AR-VR: Beyond Joysticks and Touchscreens

Voice command, hand gesture, texture mimicry and other advances bring a greater touch of naturalism to AR-VR.

Voice command, hand gesture, texture mimicry and other advances bring a greater touch of naturalism to AR-VR.

RealWear lets you use voice control to operate its hands-free AR system. The company has a strategic agreement with Honeywell to cobrand and sell the RealWear AR systems. Image courtesy of RealWear.

How do you interact with 3D models of products that only exist as polygons and pixels? The current generation uses the mouse and the keyboard, a paradigm that’s anything but natural. 

The emergence of augmented reality (AR) and virtual reality (VR) systems represents an opportunity to redefine the human-pixel interaction, but early implementations wrestled with the less-than-ideal control systems. The joysticks and game-style controllers adopted by many AR-VR systems are well-designed for common game actions: a trigger-like button for shooting games, four directional buttons or a steering stick for game avatar movements or sturdy buttons to pound on during fight sequences. But they’re poorly designed to duplicate the more delicate and complex actions involved in, say, manufacturing installation, engine disassembly or operating a tractor. 

The new wave of AR-VR apps, however, comes much closer to mimicking the actions they depict, bringing the technology a few steps closer to real-world fieldwork, enterprise training and plant operations. 

Tech Soft 3D added AR-VR support in its HOOPS developer kit, incorporated into many standard CAD and 3D design software programs. Image courtesy of Tech Soft 3D.
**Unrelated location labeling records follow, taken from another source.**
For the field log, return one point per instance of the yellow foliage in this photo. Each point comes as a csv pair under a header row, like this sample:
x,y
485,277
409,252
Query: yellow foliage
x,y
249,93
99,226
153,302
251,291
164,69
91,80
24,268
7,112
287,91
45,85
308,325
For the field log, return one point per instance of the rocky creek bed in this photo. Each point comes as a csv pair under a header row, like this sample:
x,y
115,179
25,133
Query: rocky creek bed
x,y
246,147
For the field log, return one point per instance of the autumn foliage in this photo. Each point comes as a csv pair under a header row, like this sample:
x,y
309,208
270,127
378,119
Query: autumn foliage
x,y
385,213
Is Your AR System a Good Listener?

In April 2018, Greenlight Insights, an analyst firm tracking the AR-VR market, published a report titled “XR in Enterprise Training,” with “X” standing in for the unspecified variations of reality mimicry (mixed, virtual, augmented and extended reality). 

“Industries as diverse as automotive manufacturing, consumer retail and healthcare delivery are using virtual and augmented reality technology to realize productivity gains and invent service models. Organizations that succeed in harnessing XR-enabled training will lead. Those that don’t may be at a serious disadvantage,” warns Greenlight Insights. 

Last September, at the Virtual Reality Strategy (VRS) Conference hosted by Greenlight Insights, Tom Dollente, director of Product Management, RealWear, was on the panel that explores the use of AR for frontline workers. (Editor’s note: DE Senior Editor Kenneth Wong moderated the panel.) RealWear’s products—HMT-1 and HMT-1Z1—use a head-mounted camera and a small projector mounted before the right eye. Designed for hands-free use, it employs voice control for user input, command and selection. Users may attach it to a hard helmet for deployment in construction sites and other hazardous zones.

“We learned a lot while working to perfect our voice-recognition algorithm,” says Dollente. “We fine-tuned our system so it can detect the direction of the voice. If someone nearby happens to utter a command phrase (such as Home), the headset won’t execute it. We also learned to use commands like ‘Terminate,’ which has distinct consonants, highly unlikely to be confused with other words, and is not a phrase someone might say frequently.”

Such considerations are important, as the user will be wearing the RealWear system and going about their daily routines. Therefore, the system needs to be able to distinguish legitimate verbal commands from background noises, nearby conversations and the user’s incidental conversations with coworkers.

At November’s Autodesk University conference in Las Vegas, John SanGiovanni, CEO and cofounder of Visual Vocal, demonstrated the latest incarnation of his company’s mobile VR app with voice memo feature. 

“Suppose you’re at a construction site, and you’d like to add a voice memo for your team, discussing the issue you have with the location of a certain door,” he says. “You can launch the Visual Vocal app, then use our unique inking method to annotate and record your message.”

Visual Vocal doesn’t provide its own means to capture an immersive environment for playback; instead, the app works with content from other reality capture apps such as Google’s Cardboard app (free; available for iOS and Android devices). The company uses Chirp, a partner technology, to link mobile devices to join the same VR collaboration session in real time, bypassing the need to email a link or transfer a file for shared viewing. 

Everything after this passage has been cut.